There was no doubt about Philippa Furlong. Her beauty
was of that peculiar and almost sacred kind found only
in the immediate neighbourhood of the High Church clergy.
It was admitted by all who envied or admired her that
she could enter a church more gracefully, move more
swimmingly up the aisle, and pray better than any girl
on Plutoria Avenue.
Mr. Spillikins, as he gazed at her in her white summer
dress and wide picture hat, with her parasol nodding
above her head, realized that after all, religion, as
embodied in the younger sisters of the High Church clergy,
fills a great place in the world.
"By Jove!" he repeated, "how awfully good of you!"
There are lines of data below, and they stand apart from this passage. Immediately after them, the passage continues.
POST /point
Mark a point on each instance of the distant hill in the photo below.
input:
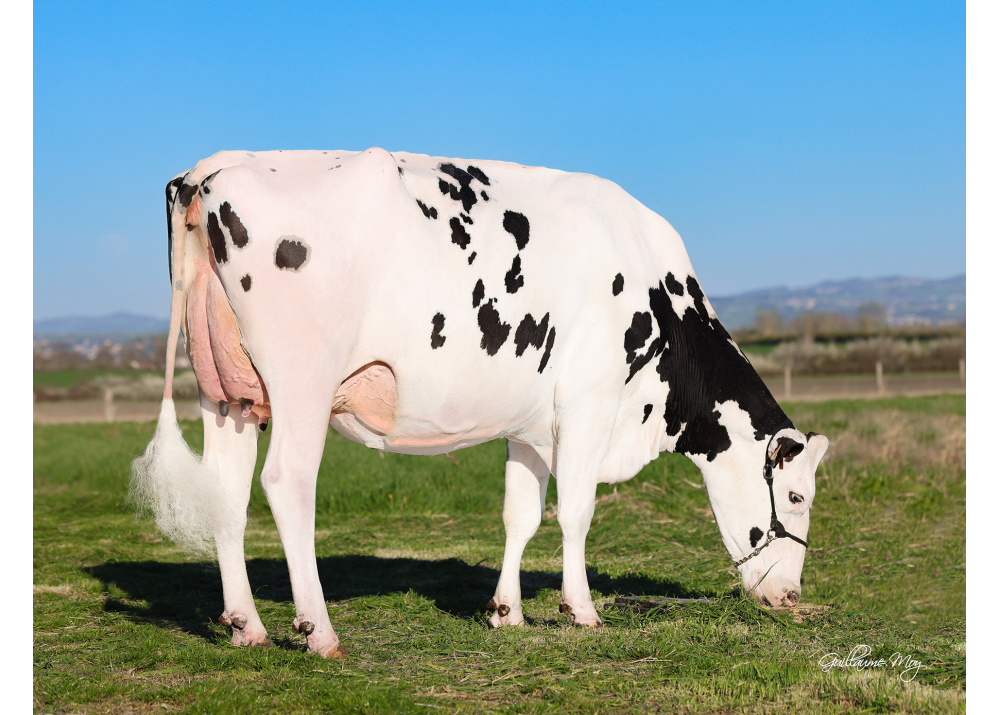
(907, 301)
(108, 326)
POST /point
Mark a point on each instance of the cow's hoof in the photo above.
(505, 616)
(581, 617)
(335, 651)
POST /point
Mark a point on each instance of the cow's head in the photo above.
(742, 506)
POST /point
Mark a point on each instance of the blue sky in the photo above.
(788, 143)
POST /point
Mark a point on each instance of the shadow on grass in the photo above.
(189, 594)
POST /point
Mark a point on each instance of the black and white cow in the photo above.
(420, 305)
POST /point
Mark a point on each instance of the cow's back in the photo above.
(475, 283)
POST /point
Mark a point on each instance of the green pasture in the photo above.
(409, 553)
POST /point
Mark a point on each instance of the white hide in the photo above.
(384, 265)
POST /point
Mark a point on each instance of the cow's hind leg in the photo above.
(524, 500)
(584, 432)
(289, 480)
(230, 454)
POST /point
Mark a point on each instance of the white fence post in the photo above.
(109, 405)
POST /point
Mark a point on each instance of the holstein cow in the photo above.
(420, 305)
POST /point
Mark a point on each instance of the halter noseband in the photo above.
(777, 529)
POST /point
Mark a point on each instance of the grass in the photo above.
(410, 549)
(71, 378)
"Not a bit," said Philippa. "Hop in. Dulphemia was coming,
but she couldn't. Is that all you have with you?"
The last remark was ironical. It referred to the two
quite large steamer trunks of Mr. Spillikins that were
being loaded, together with his suit-case, tennis racket,
and golf kit, on to the fore part of the motor. Mr.
Spillikins, as a young man of social experience, had
roughed it before. He knew what a lot of clothes one
needs for it.
So the motor sped away, and went bowling noiselessly over
the oiled road, and turning corners where the green boughs
of the great trees almost swished in their faces, and
rounding and twisting among curves of the hills as it
carried Spillikins and Philippa away from the lower domain
or ordinary fields and farms up into the enchanted country
of private property and the magic castles of Casteggio
and Penny-gw-rydd.
Mr. Spillikins must have assured Philippa at least a
dozen times in starting off how awfully good it was of
her to come down in the motor; and he was so pleased at
her coming to meet him that Philippa never even hinted
that the truth was that she had expected somebody else
on the same train. For to a girl brought up in the
principles of the High Church the truth is a very sacred
thing. She keeps it to herself.
And naturally, with such a sympathetic listener, it was
not long before Mr. Spillikins had begun to talk of
Dulphemia and his hopes.
"I don't know whether she really cares for me or not,"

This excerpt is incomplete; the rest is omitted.